In a previous article, I mentioned that I had begun keeping notes in Org Mode using GNU Emacs. This has the advantage that the notes are stored in plain text, making them portable, durable and easy to keep under version control. This contrasts with commercial note-taking applications that store your data on someone else’s machine or lock it into proprietary formats that cannot be easily read by other software. However, I still faced challenges in how to structure the notes themselves. Originally, I kept everything in one large file, and later moved to one Org Mode file per topic, but this still did not feel like the right level of granularity, as these files gradually became dumping grounds for loosely related ideas enmeshed together.
Recently, I stumbled upon GNU Hyperbole, which adds a hypertext layer on top of Emacs that works together nicely with Org Mode. The Hyperbole manual describes it as a system for convenient access to information, with linking across various forms of content, such as files, buffers, mail and news messages, grep and compilation results, system documentation and URLs. What really caught my attention, however, was its HyWiki component that automatically highlights HyWikiWords and turns them into hyperlinks, similar to the original wiki implementation, WikiWikiWeb.

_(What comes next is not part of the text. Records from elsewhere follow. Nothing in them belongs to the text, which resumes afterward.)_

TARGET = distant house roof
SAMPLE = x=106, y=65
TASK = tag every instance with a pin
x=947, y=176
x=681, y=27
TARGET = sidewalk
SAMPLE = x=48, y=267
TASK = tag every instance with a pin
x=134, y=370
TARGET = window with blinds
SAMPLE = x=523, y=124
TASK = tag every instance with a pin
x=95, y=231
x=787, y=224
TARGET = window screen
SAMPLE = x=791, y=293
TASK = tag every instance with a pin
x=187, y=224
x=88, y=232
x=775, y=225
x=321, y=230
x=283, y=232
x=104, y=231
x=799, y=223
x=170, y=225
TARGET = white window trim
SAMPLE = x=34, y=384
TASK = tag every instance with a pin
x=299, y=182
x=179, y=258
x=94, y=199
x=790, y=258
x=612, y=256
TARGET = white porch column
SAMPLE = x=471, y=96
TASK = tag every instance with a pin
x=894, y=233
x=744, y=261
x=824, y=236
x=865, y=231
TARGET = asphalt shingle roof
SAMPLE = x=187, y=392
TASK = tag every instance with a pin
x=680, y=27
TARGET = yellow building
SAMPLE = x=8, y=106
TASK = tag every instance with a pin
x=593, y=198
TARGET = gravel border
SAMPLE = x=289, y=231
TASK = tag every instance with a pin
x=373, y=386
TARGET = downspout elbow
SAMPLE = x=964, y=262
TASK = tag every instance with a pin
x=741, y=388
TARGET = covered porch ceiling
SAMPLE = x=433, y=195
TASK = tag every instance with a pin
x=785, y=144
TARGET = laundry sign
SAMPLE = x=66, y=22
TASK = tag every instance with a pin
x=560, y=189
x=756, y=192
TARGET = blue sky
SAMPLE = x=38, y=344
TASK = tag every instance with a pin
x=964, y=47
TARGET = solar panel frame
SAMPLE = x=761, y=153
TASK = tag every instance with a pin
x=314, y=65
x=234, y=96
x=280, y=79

In Hyperbole, hyperlinking is built around the concept of buttons. Explicit buttons are defined directly by the user in a separate file, where the action can be programmed with Emacs Lisp. Implicit buttons are discovered automatically from context, for example recognizing file names, function names or structured text patterns and turning them into interactive targets. In addition, global buttons can be triggered from anywhere in a buffer or session and act more like persistent commands or shortcuts. Together, these turn otherwise ordinary text into actionable elements.
Most people learn about hypertext through the World Wide Web, which began as an attempt to build a hypermedia information retrieval system at CERN. This was, however, not the only attempt at building a hypermedia system. HyperCard was a hypermedia system that let users build and navigate stacks of linked cards long before the web became the default model for hyperlinks. Hyperbole feels closer to that older hypertext tradition, except that links can span across multiple types of information, similar to the idea of the general-purpose hypertext abstract machine. It is a working hypertext environment, not just a notebook with references sprinkled in.

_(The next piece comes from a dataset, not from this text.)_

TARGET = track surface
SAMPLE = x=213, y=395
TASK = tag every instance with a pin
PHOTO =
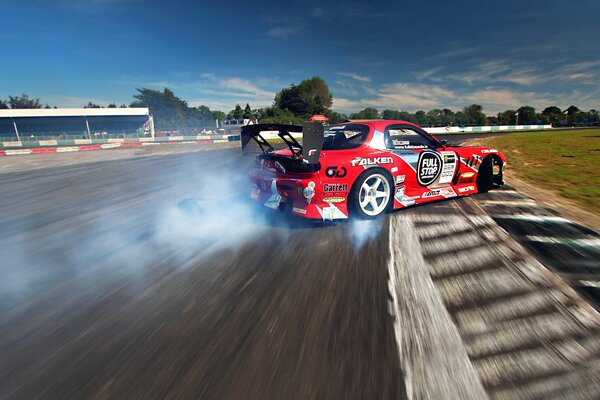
x=108, y=289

Hypertext shares many similarities to older information management traditions outside software. For a long time, commonplace books, in which one collects useful quotations, ideas, observations and references, were popularly used for this purpose. Later, however, others started writing their notes on index cards instead, eventually leading to the use of Zettelkästen where notes are not just collected, but linked together so that ideas build upon one another later. Modern wiki systems takes this concept and expands it to collaborative editing. While Wikipedia became the most familiar wiki to most netizens, it represents a highly curated and editorially controlled form of wiki. The fundamental principles of wiki are probably best reflected in WikiWikiWeb.
HyWiki takes these concepts and applies it to personal note-taking.

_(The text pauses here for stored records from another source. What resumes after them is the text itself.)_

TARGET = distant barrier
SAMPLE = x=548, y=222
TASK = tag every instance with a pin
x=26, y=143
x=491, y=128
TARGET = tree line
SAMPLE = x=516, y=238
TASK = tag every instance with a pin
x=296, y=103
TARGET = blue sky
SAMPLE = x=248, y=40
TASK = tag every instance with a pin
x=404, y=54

Notes are stored as Org Mode files stored under hywiki-directory and
can use any of the features that Org Mode provides. HyWikiWords are
highlighted automatically for pages under hywiki-directory, and the
global minor mode can extend that behaviour to text buffers outside
the wiki directory as well. For navigating and searching notes,
HyRolo offers powerful free-text search and retrieval facilities.
Originally, it was originally designed as a flexible contact
management system, inspired by the idea of a digital Rolodex.
However, its generality makes it equally suitable for managing other
kinds of semi-structured information. This talk shows how HyRolo,
even before HyWiki existed, could be used to implement a Zettelkasten.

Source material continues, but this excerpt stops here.